Question

Solve the linear equation \[\dfrac{{(3t - 2)}}{4} - \dfrac{{(2t + 3)}}{3} = \dfrac{2}{3} - t\] linear equation in one variable.

Answer 1

Hint:Equations with linear expressions in one variable only are known as linear equations in one variable. Any term of an equation may be taken from one side to other with the change in its sign, this does not affect the equality of the statement and this process is called transposition. The expression on the left of the equality sign is the Left Hand Side (LHS). The expression on the right of the equality sign is the Right Hand Side (RHS).

Complete step by step answer:
Given equation is as below,
\[\dfrac{{(3t - 2)}}{4} - \dfrac{{(2t + 3)}}{3} = \dfrac{2}{3} - t\]
Taking the LCM of denominators of LHS.
i.e. the LCM of 3 and 4 is 12, we get,
\[\dfrac{{3(3t - 2) - 4(2t + 3)}}{{12}} = \dfrac{2}{3} - t\]
Multiplying the numbers, we get,
\[\dfrac{{(9t - 6) - (8t + 12)}}{{12}} = \dfrac{2}{3} - t\]
Removing the brackets we get,
\[\dfrac{{9t - 6 - 8t - 12}}{{12}} = \dfrac{2}{3} - t\]
By transposing the above equation on the same side, we can write as,
\[\dfrac{{9t - 8t - 6 - 12}}{{12}} = \dfrac{2}{3} - t\]

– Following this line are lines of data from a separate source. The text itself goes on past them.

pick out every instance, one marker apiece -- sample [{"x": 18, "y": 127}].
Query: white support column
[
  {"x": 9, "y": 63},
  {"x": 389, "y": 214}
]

Simplify the given above equation, we get,
\[\dfrac{{t - 18}}{{12}} = \dfrac{{2 - 3t}}{3}\]
\[ \Rightarrow \dfrac{{t - 18}}{{12}} = \dfrac{2}{3} - t\]
Reducing the denominators of both the sides, we get,
\[\dfrac{{t - 18}}{4} = \dfrac{{2 - 3t}}{1}\]
Simplify the above equation, we get,
\[ t - 18 = 4(2 - 3t)\]
Removing the brackets, we get,
\[t - 18 = 8 - 12t\]
Again by transposing the above equation, we can write as,
\[ t + 12t = 8 + 18 \\ \]
\[ \Rightarrow 13t = 26\]
Taking all numbers on one side and unknown variable on the other side, we get,
\[t = \dfrac{{26}}{{13}} \\
\Rightarrow t = 2 \\ \]
Let's see if the answer is correct or not.
First we will calculate the LHS part.
So, LHS =\[\dfrac{{(3t - 2)}}{4} - \dfrac{{(2t + 3)}}{3}\]
Substituting the value of t, we get,
\[LHS= \dfrac{{(3(2) - 2)}}{4} - \dfrac{{(2(2) + 3)}}{3} \\
\Rightarrow LHS= \dfrac{{(6 - 2)}}{4} - \dfrac{{(4 + 3)}}{3} \\ \]
Removing the brackets, we get,
\[LHS = \dfrac{4}{4} - \dfrac{7}{3} \\
\Rightarrow LHS = 1 - \dfrac{7}{3} \\ \]
Taking LCM of \[3\]and\[1\], which is, we get,
\[LHS = \dfrac{{3 - 7}}{3} \\
\Rightarrow LHS = \dfrac{{ - 4}}{3} \\ \]
Next, we will calculate the RHS part.
RHS = \[\dfrac{2}{3} - t\]
Substituting the value of t, we get,
\[RHS = \dfrac{2}{3} - 2\]
\[\Rightarrow RHS= \dfrac{{2 - 2(3)}}{3} \\
\Rightarrow RHS= \dfrac{{2 - 6}}{3} \\
\therefore RHS= \dfrac{{ - 4}}{3} \\ \]
Thus, LHS = RHS and so the answer is correct. Hence, it is verified.

Note:An algebraic equation is an equality involving variables i.e. equality sign (=). An algebraic equation is an equality involving variables, where the values of the expressions on the LHS and RHS are equal. We can verify the answer by putting the value of t in the above equation and check if LHS = RHS, then the answer is correct.